FDA OKs New Migraine Drug Treximet
Treximet Combines the Migraine Drug Imitrex With a Pain Reliever
April 16, 2008 -- The FDA has approved a new migraine drug called Treximet for the acute treatment of migraine attacks, with or without aura, in adults.
Treximet is a combination of sumatriptan (the active ingredient in the migraine drug Imitrex) and the anti-inflammatory painkiller naproxen sodium (the active ingredient in Aleve and Naprosyn).
Treximet is expected to be available in U.S. pharmacies by mid-May, according to a joint news release from GlaxoSmithKline and Pozen, the drug companies marketing Treximet.
GlaxoSmithKline and Pozen say that in clinical trials, Treximet worked better than a placebo or either of its two active ingredients alone, with relief lasting from two to 24 hours. Treximet also trumped a placebo at reducing symptoms associated with migraines, such as nausea and sensitivity to light and sound.
In clinical trials, Treximet was generally well tolerated, according to the drug companies; the most common adverse events reported within 24 hours of taking Treximet were dizziness; nausea; sleepiness; chest discomfort; pain in the neck, throat, and jaw; tightness and pressure; numbness or tingling; and dry mouth.

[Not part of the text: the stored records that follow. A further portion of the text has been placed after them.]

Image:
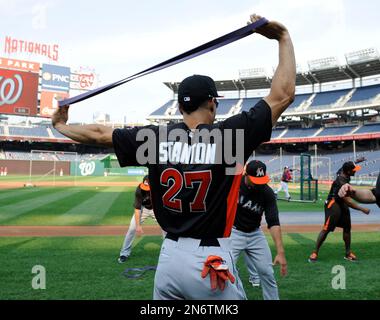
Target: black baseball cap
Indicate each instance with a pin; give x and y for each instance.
(195, 90)
(350, 166)
(145, 184)
(257, 172)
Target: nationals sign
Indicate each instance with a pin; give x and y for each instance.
(22, 65)
(49, 103)
(18, 92)
(12, 45)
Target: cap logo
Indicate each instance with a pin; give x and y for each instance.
(260, 172)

WebMD reported on the drug last year, before its name change from Trexima to Treximet.
GlaxoSmithKline and Pozen note that Treximet may cause an increased risk of serious cardiovascular clotting events, such as heart attack and stroke, and shouldn't be given to patients with heart disease.
And because naproxen sodium is a nonsteroidal anti-inflammatory drug, Treximet carries a risk of serious gastrointestinal problems, including bleeding and ulcers.